Reads `security_and_analysis.secret_scanning.status` on the repository response. Fires when the field is explicitly `"disabled"`. Silent when the field is absent (the feature isn't available for this repo).

## Why it matters

Pipefort already detects hardcoded secrets *in workflow YAML* (the inline-string [CICD-SEC-6](/rules/cicd-sec-6) check). Secret scanning is the broader, GitHub-side detective control:

* Scans every commit on every branch — not just `.github/workflows/`.
* Catches leaks in source files, test fixtures, comments, anywhere.
* Detects partner-verified token formats (AWS, GCP, Stripe, etc.) including some private patterns.

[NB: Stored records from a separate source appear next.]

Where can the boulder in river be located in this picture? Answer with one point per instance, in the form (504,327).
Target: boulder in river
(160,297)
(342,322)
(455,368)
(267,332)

Disabling it leaves a large class of credential leaks invisible.

## How to fix

Settings → Code security → **Secret scanning** → **Enable**.

Then pair with [Push protection](/rules/cicd-sec-6-secret-push-protection-off), which prevents the leaked secret from ever reaching the remote in the first place.

> Public repos: secret scanning is free and on by default for new repos.
> Private repos: requires GitHub Advanced Security. Pipefort stays silent when the feature is unavailable rather than emitting noise.